I found a man in him who told me marriage as an institution is flawed if you are looking for love but if you seek companionship in the later years, please go ahead and marry if you so desire this great social arrangement. I didn’t quite get it in my teens like I get it now.
I often remember this one story about him: as a young 20 year old, there was a senior Coorgi workmate who spoke out of turn, questioning his family ethics. Baba immediately got up and told him he would quit. When the Coorg man tried to stop him physically Baba gave him a tight slap and resigned. I am not proud of this and he never speaks about this incident to anyone. I get the sense that he regrets it while also feeling his behaviour was authentic to his beliefs.
But by now you get the gist of the person he is. He surely isn’t the one to sit quiet if you belittle him.
Yet I recall as a bride when I stood at the altar getting married into a family that didn’t quite accept me and history repeated itself again.
My late Father in law shouted in a room of over 1000 people at both my parents, he screamed across the hall that he would never accept me into the family as long as he lived.
I saw him not react as he stood hanging his head and quietly he held my hand and said, “walk away if you wish, I am with you.” He didn’t react for my sake, respected my decision and maintained his part of the civility in the choice I had made.
Of course as the years passed I was accepted and finally respected and eventually my father in law during his last days lived with me and Baba came once a week to check on him. As we sat for coffee, he told me, “remember to never let the weaker feel lesser because the universe has a way of levelling it out with you this lifetime.” I have not forgotten these words ever.
I know how important his core beliefs and nature are to him. Yet I have watched him closely compromise on those things when it came to my choices in happiness. That’s how much he loves me.
I remain his world and I see him gravitate towards nurturing and mentoring little girls, searching for the little Mohua in them.
He told me a few times as I was growing up, “if you are not brave in telling your story don’t expect others to understand it.”
So today, I pen this story and thank my Baba, who taught me to not join the herd, to learn to swim against the current.
He was the first man in my life. In his more immature days, he criticized me for failing math and broke my confidence in the subject forever, and he lauded my love for literature that became my first love. But I remain under-confident in mathematics forever. This was among a number of his own fears he unknowingly passed onto to me.

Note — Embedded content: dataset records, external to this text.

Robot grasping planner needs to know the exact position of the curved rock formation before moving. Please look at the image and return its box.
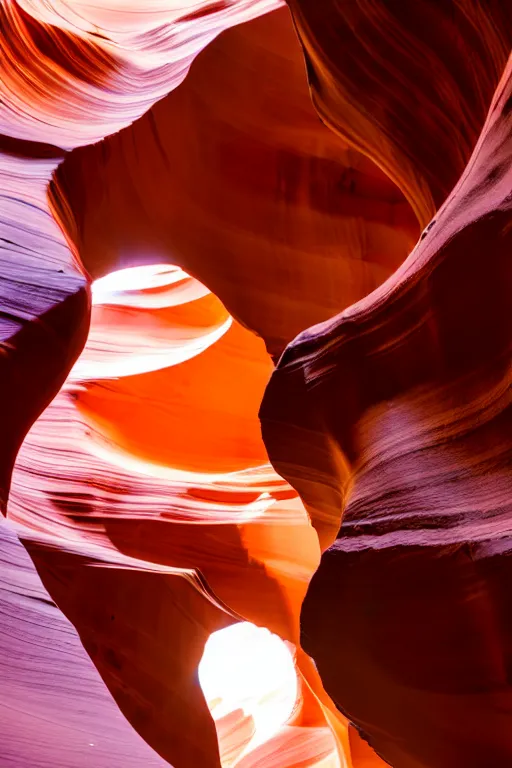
[261,52,512,768]
[52,9,419,357]
[0,0,512,768]
[288,0,512,227]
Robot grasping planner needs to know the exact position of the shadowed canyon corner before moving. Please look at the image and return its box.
[0,0,512,768]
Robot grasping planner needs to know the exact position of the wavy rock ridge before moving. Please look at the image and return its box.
[0,0,512,768]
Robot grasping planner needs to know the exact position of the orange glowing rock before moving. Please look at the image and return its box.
[0,0,512,768]
[9,266,335,766]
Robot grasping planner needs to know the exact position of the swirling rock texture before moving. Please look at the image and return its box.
[0,0,512,768]
[261,7,512,768]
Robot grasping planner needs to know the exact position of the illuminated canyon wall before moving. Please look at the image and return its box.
[0,0,512,768]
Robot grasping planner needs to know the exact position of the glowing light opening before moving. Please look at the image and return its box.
[199,622,299,762]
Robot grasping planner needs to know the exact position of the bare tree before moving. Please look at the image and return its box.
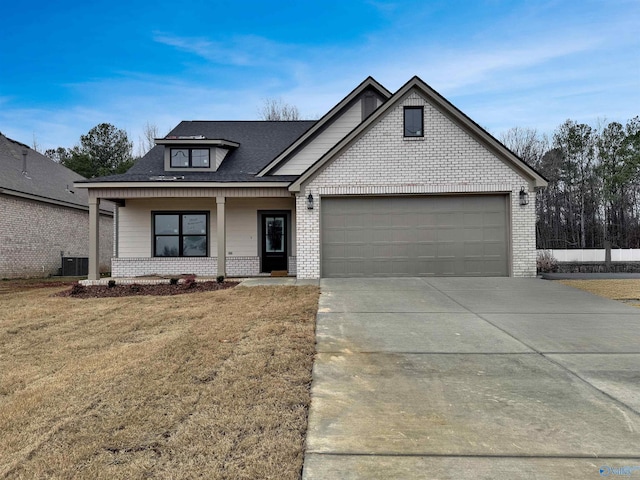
[258,98,300,121]
[138,122,160,157]
[499,127,549,166]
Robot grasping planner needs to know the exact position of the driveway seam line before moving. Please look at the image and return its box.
[305,450,639,460]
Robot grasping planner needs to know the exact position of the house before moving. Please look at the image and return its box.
[0,134,113,278]
[76,77,546,279]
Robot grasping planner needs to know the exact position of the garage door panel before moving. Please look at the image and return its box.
[321,195,508,277]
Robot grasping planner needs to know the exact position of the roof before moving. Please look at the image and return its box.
[78,120,316,183]
[0,133,111,210]
[289,76,547,192]
[259,76,391,176]
[76,76,547,191]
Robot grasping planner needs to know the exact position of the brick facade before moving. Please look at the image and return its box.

Fathers and father figures have the power to make or break a child’s confidence and worldview.
It is said girls seek, for better or for worse, the character of their fathers in the men who come into their lives as adults. So this Father’s Day I dedicate this post to all the men who have daughters and sons: please teach them meaningful masculinity that doesn’t threaten but makes your child question right from wrong and learn the value of being strong to protect and nurture others.
You are playing an extremely important role in creating the value system for your child in the later years.
Happy Father’s Day, Baba. ❤️
P.S. I have been propelled in my comeback career with the most kindest, wonderful Coorgi men and women I have met and been associated with. I learnt that his experiences were his and mine were different and I have proudly evolved from each of these interactions with no past bias whatsoever.